While this isn’t necessarily all bad, there still needs to be some creativity and freshness to the books and storylines we are choosing to release. I mean, how many times can someone write the same old story about a husband seeking revenge for his murdered wife? Or the always predictable romance/erotica novel? Or that action/adventure book with the same plotline as the thousands of others out there?

I, myself, am a part of that last group, as I write a series of my own. While it’s not a series in the true sense, meaning you don’t have to read them in chronological order to get the gist of what’s going on, I do have the same main characters in each book. The action/adventure genre is a widely popular one, so it is a little trickier to come up with plausible, yet entertaining, plotlines. But still, there needs to be some creativity and freshness with those ideas.

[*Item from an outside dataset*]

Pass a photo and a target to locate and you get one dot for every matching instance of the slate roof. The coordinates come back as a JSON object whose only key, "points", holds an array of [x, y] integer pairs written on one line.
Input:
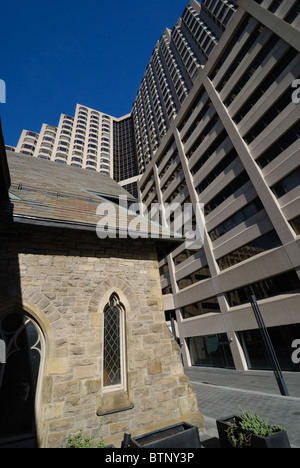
{"points": [[47, 193]]}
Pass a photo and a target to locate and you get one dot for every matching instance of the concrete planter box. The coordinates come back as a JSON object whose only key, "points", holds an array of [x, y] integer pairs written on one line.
{"points": [[179, 436], [276, 440]]}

I write what I like to call “somewhat historical fiction”. I take an historical account of something and then turn it into something fictional. My first book, Lost Voyage, for example, is based on an account of the Ship of Gold, an eighteenth century steamship which sank off the coast of the Carolinas in 1857. Upon reading about this ship, my “what-if” radar started going off. What if there was another ship no one knew about that was carrying overhaul from the first ship? What if that ship also sank? And since no one knew about it in the first place, what would happen if that second ship resurfaced 150 years later? And what if that ship turned into a battle of life and death for two sides?

These are all things that go through my head when I read things. I’m always planning the next great adventure in my own mind. My second book, Whispering Death, is the same in that regard. I took an actual historical event and turned it into a somewhat fictional tale, while still trying to maintain the integrity of the account I based it on. And that train of thought will be the same for the next twenty (or more) books in this series.

From there, it’s a whirlwind rollercoaster ride of ideas, twists, and turns to write the complete book. My inspiration at that point comes from my main characters, who I base on real people in my life. Having a closer connection to the story allows me to write more freely without having to create a thousand new worlds or personalities. Believe me, if you knew some of these people who are characters in my book, you would understand why I call them “characters”.

My inspiration also comes from hours of research on a topic. Since I use actual historical accounts, I spend an exorbitant amount of time learning about eighteenth century steamships and World War Two bombers. I do this because I want to maintain a sense of realism even though I’m creating something fictional. I feel that if my reader can connect to the story on a more personal level, then they will keep coming back for more of those fresh and creative ideas in the next book. Plus, I get to look a little smarter when someone brings up the topic of steamships…

Where do you get your inspiration from and how do you come up with ideas for your stories and characters?

As always, thanks for stopping by and Happy Reading!